Category Archives: writing
I remember watching my grandmother make pies.
To my recollection, she didn’t measure anything. She put the ingredients for the pastry in the bowl and just knew when it “felt right.” She rolled out the pastry and flipped it around effortlessly. No sticking. No crumbling. Picture-perfect every time.
Pie crust at my house doesn’t come so easily.
I read the directions. I measure with care. Then I curse wet pastry that sticks to the rolling surface, or I find even more colourful words if dry pastry crumbles into bits. Argh. So frustrating.
My grandmother was like any traditional farm wife of her time. One of her main tasks was to come up with meals for her husband when he came in from the barns or fields every day: Meat, potatoes and—without question—dessert. By the time I came along, my grandmother had probably made thousands of pies in her lifetime. She had fulfilled Malcolm Gladwell’s 10,000 hour rule. She was a pie-making expert.
My mother learned the pie crust craft as well. As soon as she was old enough, like any traditional farm girl of her time, she had to pitch in to help take care of the family. She learned the “feels right” texture of pastry that rolled out to just the right size and just the right thickness and flipped it into the pie plate with ease.
I’m a product of a different time. Dessert at my house is an exception, not a rule. I didn’t need, or choose, to spend the time developing pastry skill. But every once in a while—like this week leading up to our church bazaar—I make pies. Every time, I think of my grandmother’s and mother’s pastry skill. Every time, I wish I had it. And then, every time, I ask myself, “Do I really want to invest 10,000 of my hours into developing pie crust skill?”
My grandmother and mother had no choice. I do.

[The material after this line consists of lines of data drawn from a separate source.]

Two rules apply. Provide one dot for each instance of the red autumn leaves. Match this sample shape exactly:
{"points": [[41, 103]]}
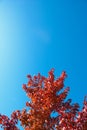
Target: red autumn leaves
{"points": [[45, 96]]}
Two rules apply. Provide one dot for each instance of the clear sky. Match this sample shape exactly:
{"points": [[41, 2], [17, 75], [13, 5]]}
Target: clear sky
{"points": [[35, 36]]}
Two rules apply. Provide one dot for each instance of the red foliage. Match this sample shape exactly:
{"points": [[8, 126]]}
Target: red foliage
{"points": [[45, 97]]}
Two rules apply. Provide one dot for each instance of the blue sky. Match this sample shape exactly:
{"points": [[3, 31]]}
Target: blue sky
{"points": [[35, 36]]}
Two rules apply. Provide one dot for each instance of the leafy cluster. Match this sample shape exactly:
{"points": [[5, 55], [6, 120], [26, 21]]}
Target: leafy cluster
{"points": [[45, 97]]}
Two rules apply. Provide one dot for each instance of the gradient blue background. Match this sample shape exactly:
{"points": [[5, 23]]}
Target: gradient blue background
{"points": [[35, 36]]}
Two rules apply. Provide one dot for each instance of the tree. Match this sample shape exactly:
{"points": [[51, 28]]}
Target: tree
{"points": [[47, 95]]}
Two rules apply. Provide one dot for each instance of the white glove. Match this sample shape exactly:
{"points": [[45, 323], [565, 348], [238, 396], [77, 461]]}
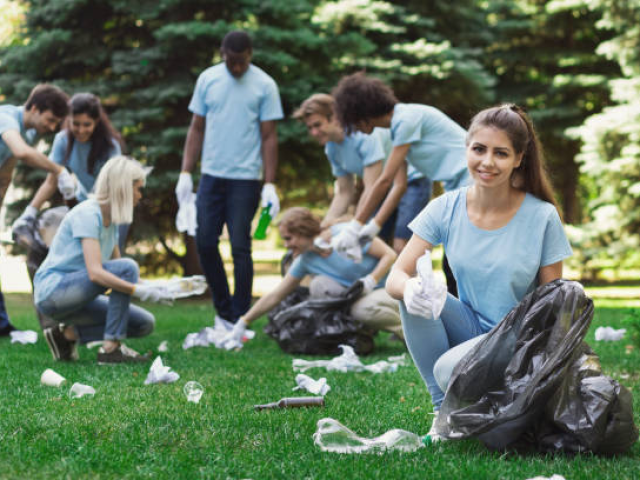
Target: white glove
{"points": [[151, 293], [369, 232], [346, 241], [184, 188], [369, 284], [233, 339], [66, 185], [269, 196], [27, 218]]}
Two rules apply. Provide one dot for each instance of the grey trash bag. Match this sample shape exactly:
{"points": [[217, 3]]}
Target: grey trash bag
{"points": [[533, 384], [319, 326]]}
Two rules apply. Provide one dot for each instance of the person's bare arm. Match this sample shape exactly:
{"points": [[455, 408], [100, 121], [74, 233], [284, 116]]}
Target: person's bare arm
{"points": [[550, 273], [45, 192], [341, 200], [97, 274], [269, 149], [270, 300], [405, 266], [26, 153], [193, 143], [376, 193]]}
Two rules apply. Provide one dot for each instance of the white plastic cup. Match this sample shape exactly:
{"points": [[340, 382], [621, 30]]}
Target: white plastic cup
{"points": [[78, 390], [51, 378], [193, 390]]}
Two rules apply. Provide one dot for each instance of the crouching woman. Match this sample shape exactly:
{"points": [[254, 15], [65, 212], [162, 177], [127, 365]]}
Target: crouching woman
{"points": [[333, 275], [84, 262]]}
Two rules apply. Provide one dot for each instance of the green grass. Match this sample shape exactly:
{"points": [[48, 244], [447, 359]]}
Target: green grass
{"points": [[130, 430]]}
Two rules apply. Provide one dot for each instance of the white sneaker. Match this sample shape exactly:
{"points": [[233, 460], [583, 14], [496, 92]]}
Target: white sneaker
{"points": [[220, 323]]}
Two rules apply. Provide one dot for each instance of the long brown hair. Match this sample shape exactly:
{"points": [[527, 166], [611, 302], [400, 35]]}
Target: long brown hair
{"points": [[531, 175]]}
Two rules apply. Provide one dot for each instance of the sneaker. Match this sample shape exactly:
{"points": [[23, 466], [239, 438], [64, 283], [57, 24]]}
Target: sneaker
{"points": [[121, 354], [61, 348], [221, 323]]}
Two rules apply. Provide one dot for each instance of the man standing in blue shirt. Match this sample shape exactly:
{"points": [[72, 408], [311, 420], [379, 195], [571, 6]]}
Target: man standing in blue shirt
{"points": [[235, 107], [46, 107]]}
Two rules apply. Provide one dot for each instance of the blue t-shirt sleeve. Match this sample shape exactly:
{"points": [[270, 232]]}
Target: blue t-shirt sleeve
{"points": [[270, 106], [86, 225], [59, 148], [556, 246], [429, 224], [8, 122], [406, 127], [371, 149], [198, 104], [298, 269]]}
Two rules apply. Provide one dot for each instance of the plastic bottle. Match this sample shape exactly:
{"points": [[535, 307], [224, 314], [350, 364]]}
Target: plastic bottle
{"points": [[292, 402], [263, 223]]}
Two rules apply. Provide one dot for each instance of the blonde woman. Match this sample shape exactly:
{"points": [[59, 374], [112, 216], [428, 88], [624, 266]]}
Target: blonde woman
{"points": [[84, 262]]}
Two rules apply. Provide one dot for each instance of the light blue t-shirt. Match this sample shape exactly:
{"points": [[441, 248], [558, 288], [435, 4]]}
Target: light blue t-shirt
{"points": [[233, 109], [494, 269], [357, 151], [437, 143], [335, 266], [11, 118], [78, 161], [65, 254]]}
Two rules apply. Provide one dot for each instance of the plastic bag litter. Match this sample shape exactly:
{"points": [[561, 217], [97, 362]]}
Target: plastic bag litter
{"points": [[317, 387], [24, 337], [159, 373], [532, 383], [318, 326], [608, 334], [349, 362], [332, 436]]}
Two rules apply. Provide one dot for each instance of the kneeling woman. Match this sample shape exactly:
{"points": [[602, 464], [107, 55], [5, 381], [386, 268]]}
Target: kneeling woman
{"points": [[84, 262], [333, 274]]}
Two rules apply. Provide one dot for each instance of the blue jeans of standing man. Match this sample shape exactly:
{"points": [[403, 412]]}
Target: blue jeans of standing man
{"points": [[232, 202], [428, 340], [78, 301]]}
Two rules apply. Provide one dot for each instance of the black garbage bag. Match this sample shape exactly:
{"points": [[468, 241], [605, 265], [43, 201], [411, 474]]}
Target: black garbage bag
{"points": [[317, 326], [532, 383]]}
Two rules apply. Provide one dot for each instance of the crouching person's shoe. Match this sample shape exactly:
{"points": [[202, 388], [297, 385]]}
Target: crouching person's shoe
{"points": [[61, 348], [121, 354]]}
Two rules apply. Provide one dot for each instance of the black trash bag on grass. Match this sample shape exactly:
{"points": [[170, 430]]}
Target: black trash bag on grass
{"points": [[317, 326], [533, 384]]}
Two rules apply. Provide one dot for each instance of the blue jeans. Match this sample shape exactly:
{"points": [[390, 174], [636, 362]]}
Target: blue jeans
{"points": [[78, 301], [223, 201], [428, 340]]}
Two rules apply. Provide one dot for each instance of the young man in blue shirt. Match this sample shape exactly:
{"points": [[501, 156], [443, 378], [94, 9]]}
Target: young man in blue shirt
{"points": [[43, 112], [235, 107]]}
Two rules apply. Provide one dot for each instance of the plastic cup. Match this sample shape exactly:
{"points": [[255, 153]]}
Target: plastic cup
{"points": [[193, 390], [51, 378]]}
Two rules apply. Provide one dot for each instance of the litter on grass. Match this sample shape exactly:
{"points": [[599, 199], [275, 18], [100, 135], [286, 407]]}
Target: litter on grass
{"points": [[193, 390], [350, 362], [332, 436], [78, 390], [159, 373], [317, 387], [24, 337], [608, 334]]}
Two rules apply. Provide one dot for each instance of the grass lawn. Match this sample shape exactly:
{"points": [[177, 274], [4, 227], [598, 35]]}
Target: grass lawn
{"points": [[129, 430]]}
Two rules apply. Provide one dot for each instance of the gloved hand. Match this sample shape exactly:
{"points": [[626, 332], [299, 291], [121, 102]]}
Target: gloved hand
{"points": [[184, 188], [66, 184], [369, 284], [269, 196], [346, 242], [369, 232], [415, 300], [233, 339], [152, 293]]}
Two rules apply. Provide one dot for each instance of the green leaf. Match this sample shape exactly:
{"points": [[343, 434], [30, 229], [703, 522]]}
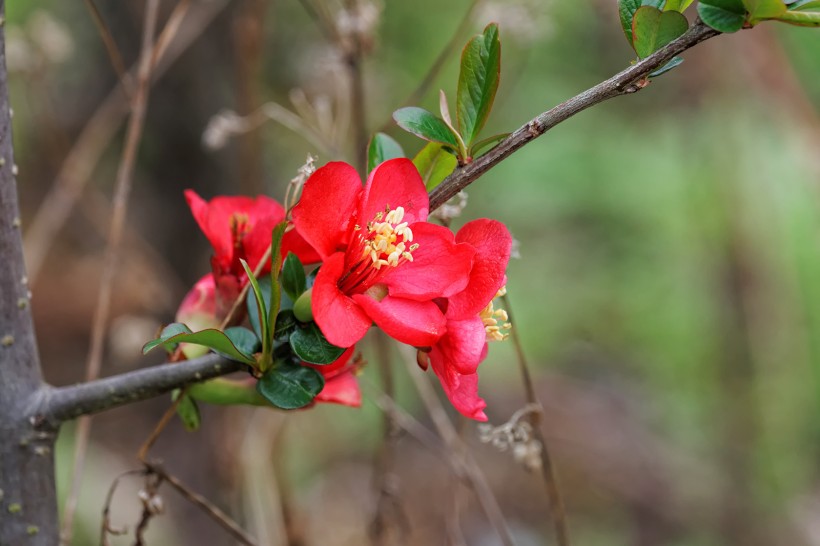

If I have 10,000 hours to allot to honing a skill, sorry dessert lovers, but it won’t be pie. Thanks to my feminist fore-sisters, an endless number of life choices stretch out on a path before me. I choose to write, make mistakes, and then become a better writer. (A misplaced modifier is the writer equivalent of sticky pie pastry.) I choose to keep searching for ways to make people think differently about what’s going on in the world. I choose to volunteer in my community and around the world and with each effort and new relationship make the world a better place. I’ll keep doing it until it just “feels right.” No sticking, no crumbling and picture-perfect every time.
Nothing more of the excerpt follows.